CLEVELAND, Tenn. — Cleveland's spirit and economic positioning have made it a natural leader among communities in Tennessee and the Southeast, Mayor Tom Rowland said Thursday.
In Rowland's 20th annual "State of the City" address to the Kiwanis Club of Cleveland, he reviewed highlights of events and trends he said contributed to the city's financial well-being and quality of life.
"The good news is, of the 10 metro areas in Tennessee, Cleveland leads the way as the fastest growing," the mayor said. "In its efforts toward economic recovery, Cleveland's metro area is the fifth-largest in construction in the Southeastern United States."

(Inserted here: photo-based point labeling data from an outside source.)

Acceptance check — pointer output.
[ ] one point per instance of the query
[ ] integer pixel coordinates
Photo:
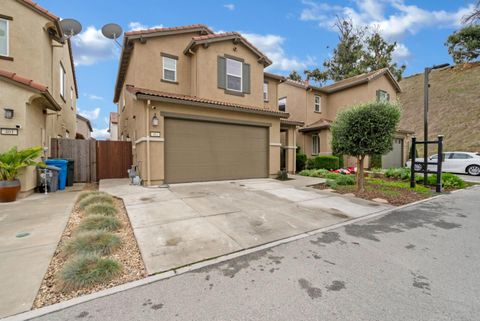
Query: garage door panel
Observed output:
(202, 151)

The commitment to develop Spring Branch Industrial Park, which will be located on 330 acres near exit 20 on Interstate 75, was a major achievement in 2012, Rowland said.

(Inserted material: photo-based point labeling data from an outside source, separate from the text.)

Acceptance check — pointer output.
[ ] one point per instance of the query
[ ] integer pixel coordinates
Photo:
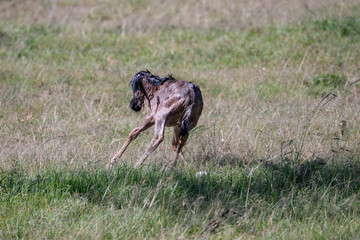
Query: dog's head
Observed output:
(139, 94)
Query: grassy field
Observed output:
(279, 135)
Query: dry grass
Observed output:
(64, 73)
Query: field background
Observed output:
(279, 135)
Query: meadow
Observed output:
(279, 136)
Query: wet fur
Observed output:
(172, 103)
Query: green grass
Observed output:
(151, 201)
(284, 158)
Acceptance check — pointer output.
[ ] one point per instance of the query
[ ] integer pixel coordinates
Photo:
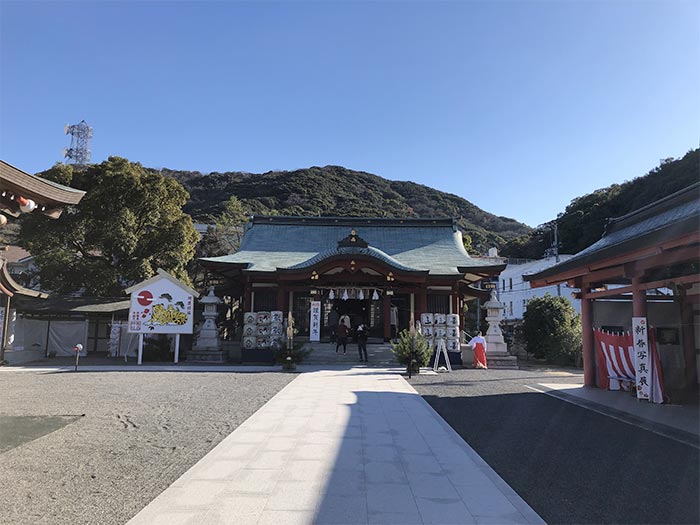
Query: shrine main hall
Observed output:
(380, 272)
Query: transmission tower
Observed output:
(79, 149)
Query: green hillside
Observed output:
(583, 221)
(334, 190)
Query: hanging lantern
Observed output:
(26, 205)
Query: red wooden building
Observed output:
(645, 259)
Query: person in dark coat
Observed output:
(333, 317)
(362, 335)
(342, 338)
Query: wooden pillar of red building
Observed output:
(247, 297)
(387, 316)
(422, 301)
(281, 296)
(589, 371)
(639, 298)
(688, 339)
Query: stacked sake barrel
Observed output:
(261, 329)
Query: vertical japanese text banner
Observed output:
(642, 357)
(315, 321)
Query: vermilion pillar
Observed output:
(387, 316)
(588, 342)
(639, 298)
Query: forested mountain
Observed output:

Economic officials expect the industrial park project -- a joint venture among Cleveland, Cleveland Utilities and Bradley County -- will be ideally suited for satellite businesses and vendors for companies such as nearby Volkswagen and Wacker Chemical.

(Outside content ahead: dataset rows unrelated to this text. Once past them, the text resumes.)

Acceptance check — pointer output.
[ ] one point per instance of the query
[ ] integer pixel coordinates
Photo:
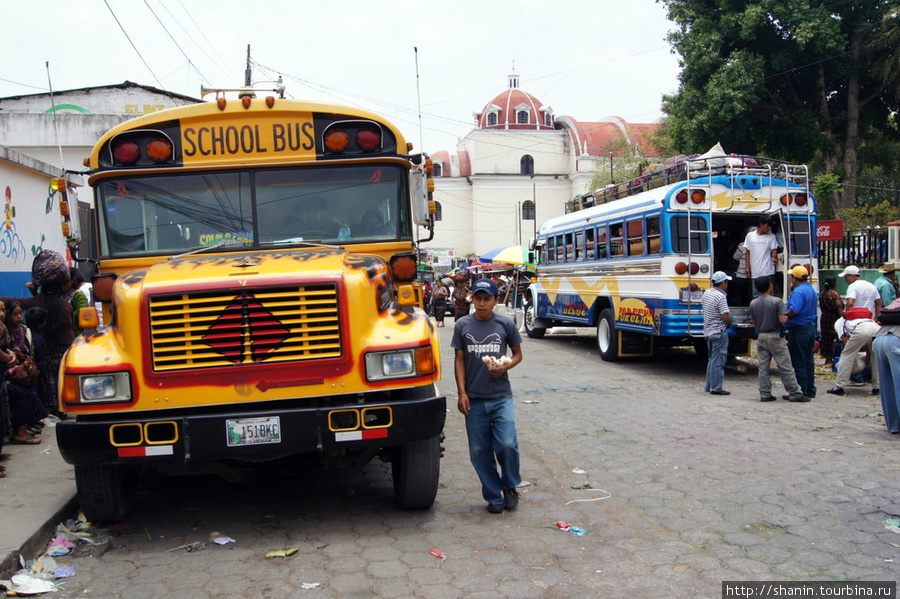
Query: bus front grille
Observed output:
(206, 329)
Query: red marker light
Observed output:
(127, 152)
(336, 140)
(368, 139)
(159, 149)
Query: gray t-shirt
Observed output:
(765, 311)
(478, 338)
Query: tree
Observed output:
(788, 79)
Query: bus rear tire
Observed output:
(529, 317)
(416, 469)
(107, 493)
(607, 336)
(701, 348)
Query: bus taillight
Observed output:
(159, 149)
(368, 139)
(127, 152)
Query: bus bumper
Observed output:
(243, 435)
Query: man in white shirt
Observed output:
(762, 252)
(860, 293)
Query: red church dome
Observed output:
(515, 109)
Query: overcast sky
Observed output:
(585, 58)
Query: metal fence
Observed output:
(866, 249)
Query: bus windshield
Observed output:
(331, 204)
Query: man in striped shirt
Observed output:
(716, 320)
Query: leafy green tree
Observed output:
(869, 217)
(789, 79)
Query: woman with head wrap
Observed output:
(50, 276)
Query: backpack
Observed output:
(890, 314)
(857, 313)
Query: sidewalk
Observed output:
(37, 494)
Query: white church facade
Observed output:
(517, 168)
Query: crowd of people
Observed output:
(35, 332)
(853, 333)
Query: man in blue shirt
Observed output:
(801, 329)
(886, 284)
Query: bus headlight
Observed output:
(389, 365)
(112, 387)
(400, 363)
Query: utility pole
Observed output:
(247, 78)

As infrastructural work begins this year at the industrial park site, the surrounding transportation network is receiving a makeover to support the expected commercial growth, including improvements to exit 20 and interstate connections between APD-40 and the park site.
The interstate connector, dubbed Cherokee Gateway South, is near completion, said Gary Farlow, CEO and president of the Cleveland/Bradley Chamber of Commerce. A Tennessee Department of Transportation project to add another bridge to exit 20 is expected to be complete by 2015.
The mayor also praised efforts to expand the city's greenway, which stretches nearly four miles from its Willow Street origin to Mohawk Drive. More expansions are to come, providing residents with more access to healthy lifestyle benefits, he said.
In a recent meeting of city officials, Cleveland Urban Forester Dan Hartman said plans were to create interconnecting branches off the greenway. The next project likely will involve connections between Tinsley Park and Ocoee Crossing, officials said.
Rowland also stressed reductions in crime within the city, stating that no murders were committed in Cleveland in 2012 and none so far in 2013. Aggravated assault numbers were down 24 percent, he said.
In response to questions about proposed legislation that would allow educators to carry firearms at schools, Rowland said campus security begins with the buildings.
"Architecturally, I think, is where it's got to start," said Rowland, adding that limiting access to school facilities is the "bottom line" in curbing the problem of would-be shooters.